Intentionalizing and structuring the practices of family living, including decision-making and budgeting. The effect is to create families who see themselves in a global context, who are ready to assume responsibility for all of society, and who stand as a sign of the possibility of deciding one's own life-style. Such families enable others to gain increased awareness of their global responsibility.
An integral aspect of intentionalizing generation roles to enable the individual's active participation in the responsible creation of his life by becoming conscious of the significance of his life phase.

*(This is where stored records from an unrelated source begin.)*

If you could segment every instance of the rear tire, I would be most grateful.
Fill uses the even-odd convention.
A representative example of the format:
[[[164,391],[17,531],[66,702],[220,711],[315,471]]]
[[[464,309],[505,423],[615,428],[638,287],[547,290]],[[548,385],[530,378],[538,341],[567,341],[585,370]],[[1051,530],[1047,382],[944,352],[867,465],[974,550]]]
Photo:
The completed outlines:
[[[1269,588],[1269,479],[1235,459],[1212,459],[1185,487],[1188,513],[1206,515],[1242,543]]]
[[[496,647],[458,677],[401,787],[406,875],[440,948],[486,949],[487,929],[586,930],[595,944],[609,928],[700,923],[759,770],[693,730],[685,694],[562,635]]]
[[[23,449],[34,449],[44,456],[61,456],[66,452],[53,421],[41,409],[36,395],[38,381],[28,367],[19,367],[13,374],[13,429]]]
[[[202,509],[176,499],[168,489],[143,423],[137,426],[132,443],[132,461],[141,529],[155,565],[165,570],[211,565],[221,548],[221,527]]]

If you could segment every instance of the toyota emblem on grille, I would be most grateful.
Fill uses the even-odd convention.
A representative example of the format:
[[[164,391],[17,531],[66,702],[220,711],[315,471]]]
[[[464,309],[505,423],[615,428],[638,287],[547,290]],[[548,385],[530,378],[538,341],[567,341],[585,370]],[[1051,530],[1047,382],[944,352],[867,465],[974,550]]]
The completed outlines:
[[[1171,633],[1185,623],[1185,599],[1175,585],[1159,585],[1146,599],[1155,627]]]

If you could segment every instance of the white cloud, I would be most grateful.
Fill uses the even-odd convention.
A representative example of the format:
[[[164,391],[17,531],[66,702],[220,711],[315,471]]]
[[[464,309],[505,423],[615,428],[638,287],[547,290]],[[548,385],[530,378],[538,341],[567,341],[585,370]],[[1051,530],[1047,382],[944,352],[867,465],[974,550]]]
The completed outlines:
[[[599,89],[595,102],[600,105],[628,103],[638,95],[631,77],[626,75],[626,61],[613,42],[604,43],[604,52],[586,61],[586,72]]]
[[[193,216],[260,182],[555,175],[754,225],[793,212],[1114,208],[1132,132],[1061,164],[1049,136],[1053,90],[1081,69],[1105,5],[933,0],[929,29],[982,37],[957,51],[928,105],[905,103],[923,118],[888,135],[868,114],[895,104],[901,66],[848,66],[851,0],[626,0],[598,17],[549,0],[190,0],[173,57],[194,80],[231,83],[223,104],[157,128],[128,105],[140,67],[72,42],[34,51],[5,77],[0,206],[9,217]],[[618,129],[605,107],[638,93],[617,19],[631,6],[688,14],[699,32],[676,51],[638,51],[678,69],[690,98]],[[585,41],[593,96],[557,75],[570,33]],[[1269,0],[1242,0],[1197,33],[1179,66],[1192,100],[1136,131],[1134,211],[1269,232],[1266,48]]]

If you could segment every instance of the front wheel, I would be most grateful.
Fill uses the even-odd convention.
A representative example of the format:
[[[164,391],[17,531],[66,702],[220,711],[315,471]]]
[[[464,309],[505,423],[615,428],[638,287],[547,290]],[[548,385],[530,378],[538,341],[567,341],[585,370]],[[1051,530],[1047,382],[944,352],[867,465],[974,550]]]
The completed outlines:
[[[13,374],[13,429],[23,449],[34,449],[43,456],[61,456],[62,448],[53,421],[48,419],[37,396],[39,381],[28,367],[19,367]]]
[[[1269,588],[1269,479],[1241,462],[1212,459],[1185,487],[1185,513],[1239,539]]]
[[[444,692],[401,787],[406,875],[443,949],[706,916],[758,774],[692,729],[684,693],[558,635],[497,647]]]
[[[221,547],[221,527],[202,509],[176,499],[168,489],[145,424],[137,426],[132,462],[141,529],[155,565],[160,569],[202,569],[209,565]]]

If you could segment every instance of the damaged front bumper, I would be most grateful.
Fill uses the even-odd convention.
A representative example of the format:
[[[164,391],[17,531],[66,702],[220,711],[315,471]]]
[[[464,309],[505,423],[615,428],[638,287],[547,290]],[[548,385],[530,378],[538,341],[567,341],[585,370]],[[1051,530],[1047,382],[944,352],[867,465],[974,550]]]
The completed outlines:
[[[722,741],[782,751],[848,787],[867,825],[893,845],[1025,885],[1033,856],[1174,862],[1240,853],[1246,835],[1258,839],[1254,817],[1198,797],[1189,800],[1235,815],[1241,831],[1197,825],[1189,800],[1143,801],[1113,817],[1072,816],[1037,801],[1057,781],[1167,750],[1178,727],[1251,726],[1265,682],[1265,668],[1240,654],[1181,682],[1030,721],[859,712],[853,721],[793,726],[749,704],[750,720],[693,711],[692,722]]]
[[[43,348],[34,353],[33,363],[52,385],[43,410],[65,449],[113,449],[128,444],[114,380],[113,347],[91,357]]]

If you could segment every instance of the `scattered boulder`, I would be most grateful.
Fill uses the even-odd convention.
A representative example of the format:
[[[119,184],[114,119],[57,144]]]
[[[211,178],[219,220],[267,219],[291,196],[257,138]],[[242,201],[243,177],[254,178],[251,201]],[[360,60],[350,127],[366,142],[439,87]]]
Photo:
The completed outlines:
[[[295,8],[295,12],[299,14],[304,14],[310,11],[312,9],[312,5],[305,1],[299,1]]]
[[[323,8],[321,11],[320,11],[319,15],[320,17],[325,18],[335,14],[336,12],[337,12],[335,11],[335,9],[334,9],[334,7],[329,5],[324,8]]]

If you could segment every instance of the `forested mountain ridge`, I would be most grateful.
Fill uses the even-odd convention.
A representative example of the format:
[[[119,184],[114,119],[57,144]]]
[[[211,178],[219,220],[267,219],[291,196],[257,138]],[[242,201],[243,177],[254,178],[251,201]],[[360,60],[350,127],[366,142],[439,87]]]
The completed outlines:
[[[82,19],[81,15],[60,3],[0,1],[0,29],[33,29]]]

Tactics include: accountability structures to ensure that the family tasks are done, symbolize family mission, and set family priorities; celebrated journey to affirm life-style, allow the family to reflect into the past and the future of the life-style it has chosen, and honour life-rites and phases through celebration; employed consensus to assure the practice of a collective method of decision-making with global implications; accepted assignments to enable the internal ordering of family tasks and serve as a sign to others of the family's intentional use of time, as well as its broader global mission; and contexted mission to motivate individuals to see their particular task in its broader context. An example would be a family whose area of concern extends beyond its own household; such a family is the opposite of those families that operate out of a parochial, nationalistic perspective. Indications of whether a family has a global outlook may be found in the nature of its conversation, its dress, its cuisine, and its budget.
In Hong Kong and China the interdependence of family members has an economic and religious basis. Since young people still tend to live with their parents until marriage, they make substantial contributions to the family's income.